To account for the intermediate clusterings, the Louvain-performance-intermediate algorithm is:

  • Let Louvain-performance run to the end, ignoring self-loops.
    • At every “pass,” remember the clustering.
  • Calculate the performance score associated with each “unfurled” intermediate clustering.
  • Return, in terms of the input graph, the best intermediate clustering.

For example:

  • Run Louvain-performance.
    • Consider starting, at pass 1, with a network G’ of 5 nodes and 10 edges. The algorithm chooses some best clustering C’, that has 3 communities.
    • We condense the network, and pass 2 runs on a network G” of 3 nodes and 5 edges.
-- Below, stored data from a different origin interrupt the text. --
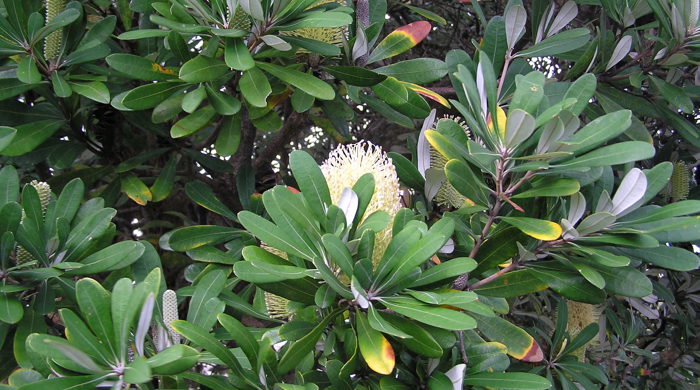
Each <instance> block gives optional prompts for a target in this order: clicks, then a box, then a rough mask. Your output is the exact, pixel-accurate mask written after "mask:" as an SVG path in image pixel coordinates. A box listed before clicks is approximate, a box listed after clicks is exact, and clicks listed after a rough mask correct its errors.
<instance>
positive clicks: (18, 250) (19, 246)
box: [15, 180, 51, 265]
mask: <svg viewBox="0 0 700 390" xmlns="http://www.w3.org/2000/svg"><path fill="white" fill-rule="evenodd" d="M29 185H31V186H32V187H34V189H35V190H36V192H37V194H38V195H39V202H40V204H41V214H42V215H46V207H47V206H48V205H49V202H50V201H51V186H49V184H48V183H44V182H43V181H37V180H32V181H31V182H30V183H29ZM24 217H25V214H24V210H22V219H24ZM33 260H36V259H35V258H34V256H32V255H31V254H30V253H29V252H27V250H26V249H24V248H23V247H22V246H21V245H17V254H16V256H15V262H16V263H17V265H20V264H24V263H28V262H30V261H33Z"/></svg>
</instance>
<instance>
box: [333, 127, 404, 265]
mask: <svg viewBox="0 0 700 390" xmlns="http://www.w3.org/2000/svg"><path fill="white" fill-rule="evenodd" d="M321 171H323V175H324V176H325V177H326V182H328V189H329V190H330V193H331V200H332V201H333V204H338V201H339V200H340V197H341V195H342V193H343V190H344V189H345V188H352V187H353V185H355V182H357V179H359V178H360V177H362V175H364V174H366V173H371V174H372V176H373V177H374V195H372V199H371V200H370V202H369V205H368V206H367V210H366V211H365V214H364V216H363V218H362V220H364V218H366V217H367V216H369V215H371V214H372V213H373V212H375V211H377V210H383V211H385V212H386V213H387V214H389V216H390V217H391V220H390V221H389V225H388V226H387V227H386V228H384V230H382V231H380V232H377V234H376V237H375V242H374V254H373V255H372V262H373V263H374V264H375V265H376V264H377V263H378V262H379V260H380V259H381V258H382V256H383V255H384V251H385V250H386V247H387V246H388V245H389V241H391V226H392V225H393V220H394V216H395V215H396V213H397V212H398V211H399V209H400V208H401V198H400V196H399V195H400V192H399V191H400V188H399V177H398V175H397V174H396V169H395V168H394V164H392V162H391V159H390V158H389V157H387V155H386V153H384V151H383V150H382V148H381V147H379V146H376V145H374V144H372V143H371V142H366V141H360V142H358V143H356V144H350V145H340V146H338V147H337V148H336V149H335V150H333V151H332V152H331V153H330V155H329V156H328V159H327V160H326V161H325V162H324V163H323V165H322V166H321ZM360 222H362V221H360Z"/></svg>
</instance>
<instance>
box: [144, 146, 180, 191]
mask: <svg viewBox="0 0 700 390" xmlns="http://www.w3.org/2000/svg"><path fill="white" fill-rule="evenodd" d="M178 158H179V156H178V155H177V154H175V153H173V154H171V155H170V158H169V159H168V161H167V162H166V163H165V165H164V166H163V168H162V169H161V171H160V175H158V177H157V178H156V181H155V182H154V183H153V185H152V186H151V188H150V190H151V201H152V202H160V201H161V200H163V199H165V198H167V197H168V195H170V192H171V191H172V189H173V183H174V182H175V169H176V168H177V161H178Z"/></svg>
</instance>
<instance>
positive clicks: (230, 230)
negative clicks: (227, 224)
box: [168, 225, 240, 252]
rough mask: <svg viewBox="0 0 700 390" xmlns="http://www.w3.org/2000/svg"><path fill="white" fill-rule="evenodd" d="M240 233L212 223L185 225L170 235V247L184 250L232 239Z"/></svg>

The algorithm chooses some clustering C”, with 2 communities.
    • We condense again, and pass 3 runs on a network G”’ of 2 nodes and 3 edges. The algorithm chooses a clustering C”’, putting both nodes into the same community.
    • We condense for a final time, into G””: 1 node and no inter-node edges.
  • Calculate performance for intermediate clusterings.
    • Calculate the performance of G’ given clustering C’.
    • Expand G” back into the network G’, using the information in C’. Now calculate the performance of G’ (not G”!) given clustering C” (not C’!).
    • Expand G”’ into the network G’, using information from G” (post expansion) and C”. Calculate the performance of G’ given clustering C”’.
    • Expand G”’ into G’. Calculate the performance of G’ given clustering C””.
  • Return the intermediate clustering with the best performance. For example, suppose Pass 3’s clustering C”’ of G‘ is the best: return C”’.

Essentially, Louvain-performance-intermediate cleans up the overzealousness of the Louvain-performance algorithm by finding the pass at which evaluation should have stopped. In later analysis, we can compare Louvain-other metrics with both Louvain-performance and Louvain-performance-intermediate. My predictions are:

  • Louvain-performance is basically useless, as it will always recommend putting all the nodes into a single community.
  • Louvain-performance-intermediate is potentially useful, but requires additional computation and probably won’t output better clusterings than Louvain-modularity, given that it can’t account for self-loops at each intermediate step.